Alors que le monde scientifique est de plus en plus unanime à alerter sur la fragilisation croissante des bases naturelles de l’existence, d’aucuns continuent de mettre en doute la chaîne de causalité amplement démontrée entre la combustion croissante, depuis la révolution industrielle, d’énergies fossiles (soit la biomasse du passé), l’augmentation d’un tiers du CO2 dans l’atmosphère (à la durée de présence de près d’un siècle) et un réchauffement de +1,2°C par rapport à la moyenne naturelle de +15°C.
Les glaces fondent partout sur la Terre, les mers s’élèvent d’un demi-centimètre par an, la Banque mondiale annonce plus de 200 millions de réfugiés du climat d’ici 2050. Et on doit entendre que tout cela ne serait que fariboles, masquerait une volonté de certains de supprimer la liberté de manger ce qu’on veut, de se déplacer comme on veut, de se chauffer comme on veut.
Six des neuf limites écologiques planétaires sont déjà franchies
René Longet
En réalité, six des neuf limites écologiques planétaires sont déjà franchies, un tiers de l’humanité vit dans des régions où l’eau manque, le climat entre dans une période d’instabilité majeure, la biodiversité s’effrite.
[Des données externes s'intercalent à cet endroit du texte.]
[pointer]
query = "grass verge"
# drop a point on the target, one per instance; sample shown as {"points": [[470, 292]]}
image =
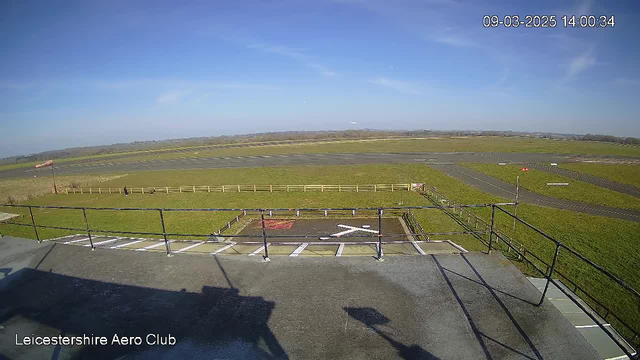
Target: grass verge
{"points": [[624, 174], [536, 181]]}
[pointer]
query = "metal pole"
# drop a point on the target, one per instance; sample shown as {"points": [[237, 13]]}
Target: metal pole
{"points": [[493, 217], [164, 234], [34, 224], [379, 235], [553, 265], [53, 173], [515, 212], [86, 222], [264, 237]]}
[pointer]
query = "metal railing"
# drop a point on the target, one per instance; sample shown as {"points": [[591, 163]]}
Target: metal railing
{"points": [[242, 188], [368, 211], [550, 268]]}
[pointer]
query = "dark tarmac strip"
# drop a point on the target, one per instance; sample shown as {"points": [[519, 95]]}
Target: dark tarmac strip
{"points": [[503, 189], [472, 306], [105, 166], [594, 180]]}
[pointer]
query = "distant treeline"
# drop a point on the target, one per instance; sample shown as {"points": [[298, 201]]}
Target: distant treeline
{"points": [[292, 136]]}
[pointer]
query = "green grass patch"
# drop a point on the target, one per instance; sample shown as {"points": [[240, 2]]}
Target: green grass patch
{"points": [[458, 144], [624, 174], [609, 242], [536, 181]]}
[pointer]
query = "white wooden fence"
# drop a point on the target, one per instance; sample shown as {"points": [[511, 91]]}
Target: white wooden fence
{"points": [[243, 188]]}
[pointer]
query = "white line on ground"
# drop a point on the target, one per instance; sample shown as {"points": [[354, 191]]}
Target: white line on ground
{"points": [[590, 326], [154, 245], [299, 249], [126, 244], [189, 247], [74, 241], [101, 242], [418, 248], [257, 251], [358, 229], [62, 237], [223, 249], [457, 246]]}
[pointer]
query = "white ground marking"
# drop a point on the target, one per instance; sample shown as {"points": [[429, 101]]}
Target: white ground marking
{"points": [[223, 249], [189, 247], [62, 237], [418, 248], [590, 326], [299, 249], [457, 246], [101, 242], [74, 241], [351, 229], [257, 251], [154, 245], [126, 244]]}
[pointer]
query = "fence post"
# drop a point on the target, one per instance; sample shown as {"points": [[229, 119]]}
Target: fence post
{"points": [[86, 222], [33, 221], [164, 233], [379, 235], [493, 217], [553, 265], [264, 237]]}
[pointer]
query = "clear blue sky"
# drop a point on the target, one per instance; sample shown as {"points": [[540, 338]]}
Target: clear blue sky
{"points": [[98, 72]]}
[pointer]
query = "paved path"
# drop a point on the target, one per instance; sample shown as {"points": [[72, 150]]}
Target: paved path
{"points": [[290, 159], [591, 179], [503, 189], [473, 306]]}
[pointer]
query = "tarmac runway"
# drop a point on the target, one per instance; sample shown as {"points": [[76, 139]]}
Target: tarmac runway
{"points": [[444, 161], [506, 190], [293, 159]]}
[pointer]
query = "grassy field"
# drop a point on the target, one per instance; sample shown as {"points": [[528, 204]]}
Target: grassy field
{"points": [[27, 188], [536, 181], [604, 240], [624, 174], [459, 144]]}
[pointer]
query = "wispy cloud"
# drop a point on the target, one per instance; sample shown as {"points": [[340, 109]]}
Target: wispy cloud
{"points": [[626, 81], [294, 54], [581, 62], [398, 85], [173, 96], [180, 83]]}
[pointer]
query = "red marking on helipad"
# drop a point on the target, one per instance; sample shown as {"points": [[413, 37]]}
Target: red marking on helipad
{"points": [[277, 224]]}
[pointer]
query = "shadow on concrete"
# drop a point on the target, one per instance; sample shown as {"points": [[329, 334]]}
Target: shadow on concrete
{"points": [[372, 318], [480, 336], [216, 323]]}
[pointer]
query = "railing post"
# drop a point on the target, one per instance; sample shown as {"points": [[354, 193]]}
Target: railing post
{"points": [[264, 237], [493, 218], [553, 265], [164, 233], [33, 221], [86, 222], [379, 235]]}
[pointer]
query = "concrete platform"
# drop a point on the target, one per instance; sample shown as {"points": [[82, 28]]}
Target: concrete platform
{"points": [[469, 306]]}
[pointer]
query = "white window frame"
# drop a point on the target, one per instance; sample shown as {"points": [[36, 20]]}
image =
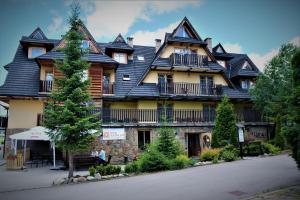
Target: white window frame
{"points": [[31, 49], [85, 42], [127, 78], [120, 57]]}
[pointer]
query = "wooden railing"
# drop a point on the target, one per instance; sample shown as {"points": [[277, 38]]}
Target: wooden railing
{"points": [[250, 116], [46, 86], [193, 89], [3, 122], [190, 60], [153, 116], [108, 88]]}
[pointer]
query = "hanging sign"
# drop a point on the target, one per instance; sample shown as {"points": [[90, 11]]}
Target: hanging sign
{"points": [[241, 134], [114, 134]]}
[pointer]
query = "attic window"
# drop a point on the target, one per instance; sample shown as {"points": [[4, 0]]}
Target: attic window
{"points": [[34, 52], [141, 58], [181, 32], [85, 44], [246, 66], [126, 77]]}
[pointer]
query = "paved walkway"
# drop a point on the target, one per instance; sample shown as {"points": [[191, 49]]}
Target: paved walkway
{"points": [[234, 180]]}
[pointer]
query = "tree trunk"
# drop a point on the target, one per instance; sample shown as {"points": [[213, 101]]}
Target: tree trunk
{"points": [[71, 165]]}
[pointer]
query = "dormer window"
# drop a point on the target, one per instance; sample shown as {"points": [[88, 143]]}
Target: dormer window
{"points": [[34, 52], [140, 58], [120, 57], [85, 44], [126, 77], [246, 66], [181, 32]]}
Ce n’est plus d’environnement («ce qui nous entoure») qu’il faut parler, mais des bases de la vie humaine sur cette Terre («ce qui nous porte»).
Mais une bonne partie de l’humanité se rebiffe. Le monde de la consommation (on devrait dire consumation) reste toujours aussi attractif, pollue les esprits. Société du prêt-à-jeter, où la course au bon marché se paie cher, mais où l’augmentation des inégalités rend quasi impossible la vérité des prix, et les bons choix inaccessibles à bien des consommateurs, désormais livrés à la malbouffe. Société de l’irresponsabilité organisée où l’on reste déconnecté des effets de ses actes, illustrée par la diffusion globale des particules de plastique et des micropolluants.
Ce grand retour en arrière, relayé par les mouvements populistes en progression presque dans tous les pays, doit être combattu. Par exemple en montrant qu’il ne s’agit pas d’être contre LA voiture, mais d’en faire bon usage. 80% des parcours sont accomplis avec une seule personne à bord et 50% des immatriculations nouvelles sont des SUV émettant 30% de CO2 de plus qu’une voiture ordinaire, parfaitement inutiles dans nos quartiers urbains.
«L’image que nous avons devant les yeux est folle: c’est celle d’une humanité qui engouffre 300 millions de tonnes de viande par an», souligne le neurologue français Sébastien Bohler dans son livre «Le Bug humain»*. Or, la consommation de viande transformée est cancérigène et la nourriture des animaux de boucherie en bonne partie du soja planté sur la destruction de la forêt tropicale, biotope-clé pour le climat et la biodiversité...
Si nous roulions moins, avec un meilleur taux d’utilisation et des véhicules moins puissants, si nous ne mangions que de la viande d’herbivores se repaissant d’herbe de proximité, ce serait déjà une bonne avancée. Toutefois, tant la viande que la voiture sont des marqueurs sociaux et psychologiques puissants – dont il faut maintenant se libérer.
*«Le Bug humain», éditions Robert Laffont, 2019, 267 pages, 32,60 francs.